Emmanuel Macron est un ancien banquier d'affaires et, croyez-moi, il n'y faisait pas de l'entrisme pour favoriser les desseins séditieux des ennemis du marché libre. Pour lui, l'économie n'est ni de gauche, ni de droite. Il pense comme Tony Blair, qu'il y a des choses qui marchent et d'autres qui ne marchent pas. Alors, pragmatique et se revendiquant comme tel, il met en place des dispositifs favorables au rendement du capital, parce que c'est ça qui marche et il fait la risette aux patrons parce que c'est ça qui marche. Dans notre bas monde, si on n'est pas business friendly, le business se venge et on meurt d'inanition ; en revanche, si on est business friendly, le business nous récompense en nous abreuvant au goutte-à-goutte. Choisissez votre camp !

Cela n'est pas surprenant. Cela fait belle lurette que les socialistes de gouvernement ont troqué le couteau entre les dents pour la rose. Cela fait belle lurette que le socialisme de gouvernement nous adapte au monde du travail avec vaseline au chausse-pied. L'entreprise de destruction du code du travail tourne à plein régime, sans parler de la criminalisation des maigres réactions ouvrières.

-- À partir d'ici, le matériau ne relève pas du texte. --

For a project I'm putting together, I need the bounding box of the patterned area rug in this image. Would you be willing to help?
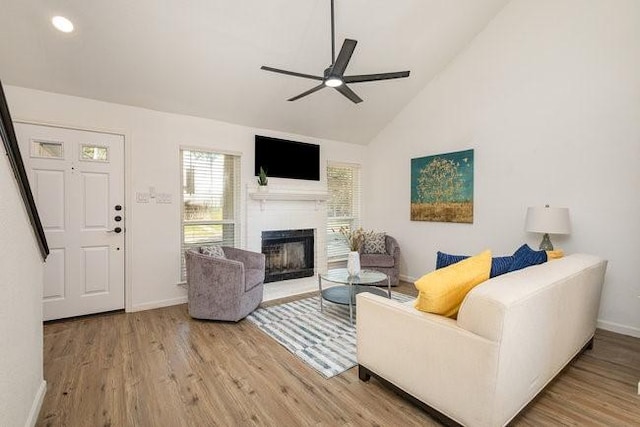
[246,291,414,378]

Bref, pour montrer au monde libre à quel point le socialisme français était moderne, business friendly, pragmatique et parfaitement bilingue, Emmanuel Macron a donc convoqué Mao Zedong. Ce qui est très rigolo. Car s'il y a bien un penseur marxiste qui, en économie, est bien plus volontariste que pragmatique, c'est bien le Grand Timonier. C'est en effet à Mao Zedong que nous devons le funeste Grand bond en avant qui, à partir du milieu des années 1950 devait permettre à la Chine de rivaliser avec l'URSS « déstalinisée » en matière d'industrialisation. C'est beau l'enthousiasme et le romantisme révolutionnaire, mais ce n'est pas ça qui met du riz dans la gamelle. En clair, pour une foultitude de raisons, dont l'incompétence et les rivalités entre bureaucrates ne furent pas les moindres, le bilan fut catastrophique aussi bien économiquement que humainement. La déjà peu productive agriculture nationale le fut encore moins, et des dizaines de millions de paysans chinois payèrent de leur vie la conception de la voie chinoise menant au socialisme sauce Mao.

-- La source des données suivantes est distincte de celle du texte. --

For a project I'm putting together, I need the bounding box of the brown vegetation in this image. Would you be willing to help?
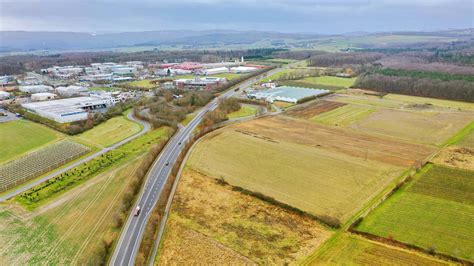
[235,116,435,167]
[286,100,347,118]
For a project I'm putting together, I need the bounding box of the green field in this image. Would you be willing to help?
[356,165,474,261]
[311,104,375,127]
[0,120,61,164]
[227,106,257,119]
[77,113,141,147]
[351,108,473,146]
[16,127,171,209]
[0,155,146,265]
[301,76,356,88]
[304,233,448,265]
[123,79,157,89]
[189,129,403,223]
[384,94,474,111]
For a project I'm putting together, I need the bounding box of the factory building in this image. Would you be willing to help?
[0,91,11,100]
[56,85,88,97]
[31,92,57,101]
[22,96,116,123]
[230,66,258,74]
[173,77,226,90]
[200,67,229,75]
[19,85,54,93]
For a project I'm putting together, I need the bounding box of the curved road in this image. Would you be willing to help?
[0,111,151,202]
[110,65,290,266]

Dans un univers où il est difficile de savoir ce qui tient du désaccord idéologique ou de la rivalité personnelle, que fit Deng Xiaoping ? Il prit ses distances avec un Mao Zedong malmené par une partie des cadres communistes, sans trop s'exposer afin de ne pas se faire traiter de droitier et de finir dans un goulag local à faire son autocritique.
Mao écarté de la politique économique, c'est Deng le pragmatique qui se charge de mettre sur pied une politique économique plus efficace. Mais en lançant et instrumentalisant la grande Révolution culturelle quelques années plus tard, Mao reprend la main et se venge de ceux qui l'ont écarté du pouvoir et transformé en simple étendard pour l'adulation des masses. Deng le paie de quelques années de relégation avant de réintégrer les hautes sphères du parti au milieu des années 1970 après avoir fait repentance.
A la mort de Mao Zedong, les différents clans composant la bureaucratie politico-économique chinoise lavent leur linge sale en famille, et finalement le combat fratricide entre Hua Guofeng et Deng Xiaoping tourne en faveur de ce dernier, la majorité du parti préférant confier le sort du pays à un pragmatique favorable à la direction collégiale des affaires nationales. C'est donc Deng Xiaoping le pragmatique qui lance le grand mouvement de modernisation de l'appareil productif chinois, son insertion dans la division internationale du travail à la place d'atelier du monde… et c'est aussi Deng qui est aux manettes lorsqu'il faut réprimer dans le sang la révolte de la place Tian'anmen au printemps 1989.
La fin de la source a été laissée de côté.